Ensure that access control checks are performed related to the business logic. These checks may be different than the access control checks that are applied to more generic resources such as files, connections, processes, memory, and database records. For example, a database may restrict access for medical records to a specific database user, but each record might only be intended to be accessible to the patient and the patient's doctor [REF-7].

Mitigation MIT-4.4
Architecture and Design

Strategy: Libraries or Frameworks

  • Use a vetted library or framework that does not allow this weakness to occur or provides constructs that make this weakness easier to avoid.
  • For example, consider using authorization frameworks such as the JAAS Authorization Framework [REF-233] and the OWASP ESAPI Access Control feature [REF-45].
Mitigation
Architecture and Design
  • For web applications, make sure that the access control mechanism is enforced correctly at the server side on every page. Users should not be able to access any unauthorized functionality or information by simply requesting direct access to that page.
  • One way to do this is to ensure that all pages containing sensitive information are not cached, and that all such pages restrict access to requests that are accompanied by an active and authenticated session token associated with a user who has the required permissions to access that page.
Mitigation
System Configuration Installation

Use the access control capabilities of your operating system and server environment and define your access control lists accordingly. Use a "default deny" policy when defining these ACLs.

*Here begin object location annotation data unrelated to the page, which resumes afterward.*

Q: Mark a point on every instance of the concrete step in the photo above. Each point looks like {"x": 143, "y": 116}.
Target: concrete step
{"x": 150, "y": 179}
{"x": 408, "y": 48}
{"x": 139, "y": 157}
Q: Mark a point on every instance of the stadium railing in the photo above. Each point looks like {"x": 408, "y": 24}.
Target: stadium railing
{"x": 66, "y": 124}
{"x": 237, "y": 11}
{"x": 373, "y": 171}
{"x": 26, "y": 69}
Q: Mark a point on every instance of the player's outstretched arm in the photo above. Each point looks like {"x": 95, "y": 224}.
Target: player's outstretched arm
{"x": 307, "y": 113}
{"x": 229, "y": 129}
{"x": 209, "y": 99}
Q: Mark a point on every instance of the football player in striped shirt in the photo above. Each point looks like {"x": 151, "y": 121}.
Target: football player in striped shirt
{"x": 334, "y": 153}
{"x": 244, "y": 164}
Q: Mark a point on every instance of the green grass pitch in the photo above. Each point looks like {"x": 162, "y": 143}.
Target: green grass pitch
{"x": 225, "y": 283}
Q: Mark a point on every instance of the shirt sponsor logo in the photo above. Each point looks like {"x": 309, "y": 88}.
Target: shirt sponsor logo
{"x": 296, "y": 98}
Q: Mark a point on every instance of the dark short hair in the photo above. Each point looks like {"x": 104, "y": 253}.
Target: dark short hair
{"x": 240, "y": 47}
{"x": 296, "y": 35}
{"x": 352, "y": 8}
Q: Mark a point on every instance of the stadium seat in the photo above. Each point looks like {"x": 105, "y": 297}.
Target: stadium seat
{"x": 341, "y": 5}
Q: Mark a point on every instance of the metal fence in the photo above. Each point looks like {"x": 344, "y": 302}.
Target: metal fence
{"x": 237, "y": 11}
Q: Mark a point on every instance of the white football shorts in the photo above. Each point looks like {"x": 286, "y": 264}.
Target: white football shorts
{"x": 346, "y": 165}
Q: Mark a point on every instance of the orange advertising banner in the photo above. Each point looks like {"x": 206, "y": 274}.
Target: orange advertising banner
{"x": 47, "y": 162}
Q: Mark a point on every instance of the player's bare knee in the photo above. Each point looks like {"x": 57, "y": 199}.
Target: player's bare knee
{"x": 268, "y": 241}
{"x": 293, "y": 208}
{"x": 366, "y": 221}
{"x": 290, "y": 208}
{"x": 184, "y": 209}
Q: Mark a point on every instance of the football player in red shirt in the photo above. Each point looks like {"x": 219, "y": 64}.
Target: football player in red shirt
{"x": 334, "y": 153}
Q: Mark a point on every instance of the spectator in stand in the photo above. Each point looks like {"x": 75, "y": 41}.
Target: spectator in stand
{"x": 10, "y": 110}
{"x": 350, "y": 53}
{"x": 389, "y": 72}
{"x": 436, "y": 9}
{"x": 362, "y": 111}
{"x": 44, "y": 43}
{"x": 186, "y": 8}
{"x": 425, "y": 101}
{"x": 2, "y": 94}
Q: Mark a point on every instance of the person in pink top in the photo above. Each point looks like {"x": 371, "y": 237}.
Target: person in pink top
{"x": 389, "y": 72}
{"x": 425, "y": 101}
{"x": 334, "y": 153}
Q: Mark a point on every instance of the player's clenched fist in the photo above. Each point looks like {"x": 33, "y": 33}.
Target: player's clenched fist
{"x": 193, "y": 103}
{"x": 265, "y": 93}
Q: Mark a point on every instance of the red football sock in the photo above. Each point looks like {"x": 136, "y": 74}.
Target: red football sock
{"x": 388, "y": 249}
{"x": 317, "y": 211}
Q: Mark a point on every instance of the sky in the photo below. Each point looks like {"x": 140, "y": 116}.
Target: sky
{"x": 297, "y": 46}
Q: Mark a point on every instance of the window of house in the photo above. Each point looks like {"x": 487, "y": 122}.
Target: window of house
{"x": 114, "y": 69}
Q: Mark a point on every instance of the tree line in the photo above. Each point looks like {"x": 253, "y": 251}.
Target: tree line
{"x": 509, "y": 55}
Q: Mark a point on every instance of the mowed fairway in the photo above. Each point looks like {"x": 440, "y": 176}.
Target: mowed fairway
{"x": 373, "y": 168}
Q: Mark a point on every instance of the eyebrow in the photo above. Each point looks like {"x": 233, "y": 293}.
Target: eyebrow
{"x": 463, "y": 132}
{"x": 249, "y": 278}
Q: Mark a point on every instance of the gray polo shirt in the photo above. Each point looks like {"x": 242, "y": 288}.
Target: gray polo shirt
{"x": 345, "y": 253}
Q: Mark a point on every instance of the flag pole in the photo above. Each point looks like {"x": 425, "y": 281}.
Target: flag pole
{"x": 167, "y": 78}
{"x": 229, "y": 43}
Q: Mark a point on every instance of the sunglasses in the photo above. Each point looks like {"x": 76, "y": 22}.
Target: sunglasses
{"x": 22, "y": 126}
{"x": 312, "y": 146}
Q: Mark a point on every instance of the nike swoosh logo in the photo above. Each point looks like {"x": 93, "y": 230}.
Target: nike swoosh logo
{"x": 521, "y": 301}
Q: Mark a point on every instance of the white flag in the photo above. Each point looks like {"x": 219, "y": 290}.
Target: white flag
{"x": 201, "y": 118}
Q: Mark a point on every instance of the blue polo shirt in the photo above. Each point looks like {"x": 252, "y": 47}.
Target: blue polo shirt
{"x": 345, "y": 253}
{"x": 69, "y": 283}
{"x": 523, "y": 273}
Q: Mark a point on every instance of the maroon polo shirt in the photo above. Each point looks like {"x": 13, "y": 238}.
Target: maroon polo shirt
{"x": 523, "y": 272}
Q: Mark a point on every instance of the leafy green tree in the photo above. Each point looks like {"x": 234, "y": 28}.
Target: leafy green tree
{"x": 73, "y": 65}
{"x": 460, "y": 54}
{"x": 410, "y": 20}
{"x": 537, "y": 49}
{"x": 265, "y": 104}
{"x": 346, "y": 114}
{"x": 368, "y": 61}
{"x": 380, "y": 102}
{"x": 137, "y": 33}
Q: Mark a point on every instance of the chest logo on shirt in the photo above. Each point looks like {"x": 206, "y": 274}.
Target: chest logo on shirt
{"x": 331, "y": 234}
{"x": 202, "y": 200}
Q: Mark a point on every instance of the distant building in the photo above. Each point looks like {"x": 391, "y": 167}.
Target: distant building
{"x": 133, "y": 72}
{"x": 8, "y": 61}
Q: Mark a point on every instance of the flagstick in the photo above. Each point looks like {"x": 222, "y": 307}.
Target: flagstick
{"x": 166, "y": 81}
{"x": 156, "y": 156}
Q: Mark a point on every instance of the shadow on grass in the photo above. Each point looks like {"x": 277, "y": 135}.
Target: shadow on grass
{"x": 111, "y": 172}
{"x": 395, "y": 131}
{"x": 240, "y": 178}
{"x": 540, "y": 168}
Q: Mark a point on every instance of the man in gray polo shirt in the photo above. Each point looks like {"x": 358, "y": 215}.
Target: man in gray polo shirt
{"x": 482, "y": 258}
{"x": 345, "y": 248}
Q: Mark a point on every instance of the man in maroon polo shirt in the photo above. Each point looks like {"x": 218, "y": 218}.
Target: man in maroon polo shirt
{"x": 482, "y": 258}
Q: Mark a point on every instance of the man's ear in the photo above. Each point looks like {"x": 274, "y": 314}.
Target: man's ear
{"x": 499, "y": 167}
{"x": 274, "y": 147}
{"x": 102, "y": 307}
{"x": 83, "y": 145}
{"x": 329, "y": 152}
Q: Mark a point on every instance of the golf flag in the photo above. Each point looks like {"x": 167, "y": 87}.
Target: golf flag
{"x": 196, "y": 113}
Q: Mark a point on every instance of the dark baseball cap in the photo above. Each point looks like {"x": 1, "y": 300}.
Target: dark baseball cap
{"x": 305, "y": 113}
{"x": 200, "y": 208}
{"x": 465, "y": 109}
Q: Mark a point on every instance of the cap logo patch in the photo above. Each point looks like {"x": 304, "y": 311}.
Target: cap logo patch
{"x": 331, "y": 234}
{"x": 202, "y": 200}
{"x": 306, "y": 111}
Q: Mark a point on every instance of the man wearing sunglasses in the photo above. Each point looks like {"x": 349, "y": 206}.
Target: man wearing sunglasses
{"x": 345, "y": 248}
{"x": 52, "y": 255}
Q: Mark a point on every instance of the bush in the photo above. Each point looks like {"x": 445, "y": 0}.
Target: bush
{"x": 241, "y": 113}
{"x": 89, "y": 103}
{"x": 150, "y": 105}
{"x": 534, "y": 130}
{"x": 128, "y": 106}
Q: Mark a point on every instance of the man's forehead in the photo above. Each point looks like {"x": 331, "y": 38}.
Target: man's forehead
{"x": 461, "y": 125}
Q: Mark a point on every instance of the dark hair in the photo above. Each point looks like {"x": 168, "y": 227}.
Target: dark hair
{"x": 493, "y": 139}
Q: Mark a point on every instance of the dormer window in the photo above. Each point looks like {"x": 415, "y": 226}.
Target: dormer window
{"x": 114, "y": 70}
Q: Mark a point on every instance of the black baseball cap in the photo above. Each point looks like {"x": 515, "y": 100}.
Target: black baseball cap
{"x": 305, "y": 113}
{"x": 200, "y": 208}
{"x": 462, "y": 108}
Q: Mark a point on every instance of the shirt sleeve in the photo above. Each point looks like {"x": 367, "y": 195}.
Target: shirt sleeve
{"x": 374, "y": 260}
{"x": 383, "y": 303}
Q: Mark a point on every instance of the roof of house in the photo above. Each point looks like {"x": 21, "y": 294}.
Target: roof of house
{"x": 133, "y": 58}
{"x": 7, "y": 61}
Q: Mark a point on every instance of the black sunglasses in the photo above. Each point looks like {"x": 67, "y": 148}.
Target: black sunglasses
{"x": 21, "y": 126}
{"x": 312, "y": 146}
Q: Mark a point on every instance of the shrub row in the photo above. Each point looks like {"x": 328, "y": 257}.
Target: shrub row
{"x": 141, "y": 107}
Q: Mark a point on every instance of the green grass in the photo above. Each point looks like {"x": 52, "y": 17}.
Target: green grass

CAPEC-665: Exploitation of Thunderbolt Protection Flaws

An adversary leverages a firmware weakness within the Thunderbolt protocol, on a computing device to manipulate Thunderbolt controller firmware in order to exploit vulnerabilities in the implementation of authorization and verification schemes within Thunderbolt protection mechanisms. Upon gaining physical access to a target device, the adversary conducts high-level firmware manipulation of the victim Thunderbolt controller SPI (Serial Peripheral Interface) flash, through the use of a SPI Programing device and an external Thunderbolt device, typically as the target device is booting up. If successful, this allows the adversary to modify memory, subvert authentication mechanisms, spoof identities and content, and extract data and memory from the target device. Currently 7 major vulnerabilities exist within Thunderbolt protocol with 9 attack vectors as noted in the Execution Flow.